Let’s move things out of theories and designs and check what actually these constructs can perform. So. I chose one database from each category to test out some standard and complex queries. Test databases are as follow:
- Neo4j -> Graph
- PostgreSQL -> SQL
- Apache Cassandra - > NoSQL
All of them are flagship products of their own categories. PostgreSQL and Cassandra are fully open-source. Neo4j is open-core and floats a free community edition.
- Neo4j is schema-less but it is better to define labels to group nodes for faster speed.
- Cassandra is NoSQL but requires a schema up-front.
- PostgreSQL also requires a schema.
- Neo4j doesn't support data partitioning, but labels provide nodes grouping for faster operations. Neo4j only supports Vertical Scaling with Read-Replica support.
- PostgreSQL doesn’t have any data partitioning mechanism, so vertical scaling with read-replicas support only.
- Cassandra splits data based on primary or composite key across clusters. So, both horizontal and vertical scaling is available.
Test Setup: T3.Small, 2 vCPUs, 2 GB RAM, 10 GB EBS General Purpose SSD
Test Instances: One instance for each DB Engine
Test Dataset: 65.2 MB (Personality 2018)
This result includes combined time for import of both files in the respective databases. Cassandra took a lot of time. Good amount of searching concluded that there is another open-source tool available for bulk-loading CSVs in Cassandra. I used built-in mechanisms for benchmarking purposes only.
This result contains total time to it took for all of three to count all of the available ratings. Neo4j did an exceptional job snice the traversal was only within “RATINGS” label. Postgres did great also since the traversal was within “Ratings” table only. Cassandra had to open-up each range-key for the traversal that slowed it down a bit.
This result explores all of the ratings greater than “4”. Postgres and Neo4j yielded similar results based on contained traversal. Cassandra cached up quite well because of distributed aggregated functions processing.
This traversal includes one table access with a foreign key match at one instance only for a user in Postgres “ratings” table. For Cassandra, it was just a composite key match. Neo4j didn’t perform well, due to the traversal of nodes and relationships for the first time. The same subsequent request yielded scores even lower than PostgreSQL. Neo4j is highly memory-centric and utilizes it well.
This involves access pattern just like above example, but with a more aggressive stats function. Return times are quite similar based on prediction.

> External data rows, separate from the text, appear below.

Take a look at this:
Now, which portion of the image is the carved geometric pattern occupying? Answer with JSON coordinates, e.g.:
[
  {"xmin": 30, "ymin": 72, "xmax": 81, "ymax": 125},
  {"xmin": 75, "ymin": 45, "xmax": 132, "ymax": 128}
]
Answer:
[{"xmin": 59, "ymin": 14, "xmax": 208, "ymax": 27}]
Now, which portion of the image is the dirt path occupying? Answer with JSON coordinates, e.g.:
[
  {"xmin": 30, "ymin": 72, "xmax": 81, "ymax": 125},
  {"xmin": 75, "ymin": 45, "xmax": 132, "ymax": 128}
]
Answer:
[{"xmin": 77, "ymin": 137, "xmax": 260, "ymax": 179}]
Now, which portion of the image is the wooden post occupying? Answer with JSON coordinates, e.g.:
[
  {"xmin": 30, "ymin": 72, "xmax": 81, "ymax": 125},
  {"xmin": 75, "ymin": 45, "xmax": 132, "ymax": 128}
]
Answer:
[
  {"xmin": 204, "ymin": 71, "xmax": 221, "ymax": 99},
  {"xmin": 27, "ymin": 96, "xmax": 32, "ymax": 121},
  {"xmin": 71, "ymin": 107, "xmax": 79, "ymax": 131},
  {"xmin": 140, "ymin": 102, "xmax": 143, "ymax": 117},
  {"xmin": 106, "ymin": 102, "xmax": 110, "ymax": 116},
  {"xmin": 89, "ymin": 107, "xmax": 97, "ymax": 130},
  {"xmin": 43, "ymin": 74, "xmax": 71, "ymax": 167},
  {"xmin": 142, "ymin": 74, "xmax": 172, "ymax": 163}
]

This is a complex query with complex access patterns. This is two table accesssses for PostgreSQL. It has to collect the number of users with ratings greater than 3 in the “Ratings” table and agreeableness > 7 in the “Users” table. It has to perform a join operation, hence taking more time for a complex query. For Cassandra, it was two sort keys lookup and then collect users with rating > 3 and agreeableness > 7 within the same table. Hence, relatively faster results than any SQL database. Neo4j performed marvelously due to its pre-embedding of nodes and relationships. Although, it involves scanning two set of labels, “PERSON” and “RATINGS”, the traversal or jumps between these two nodes is pre-embedded by a relationship between then. This relationship embedding not only allows faster complex queries but offers much more complex operations that no other DB could even perform.
- Cassandra is a columnar database that distributes its keys among shards to achieve horizontal scaling. So, up till a point, where your table has millions of rows, your SQL solutions can work, but after that you would see degraded query performance. Cassandra is for Big Data which distributes data horizontally and also supports a huge amount of column numbers.
- Neo4j is built with a graph visualization browser tool that helps in the deep analysis of your loaded data. Apart from that, Neo4j also contains rich library for AI-based graph analysis that further helps in digging deeper into the data for analysis purposes.Neo4j also keeps a subset of warm data in memory for faster access.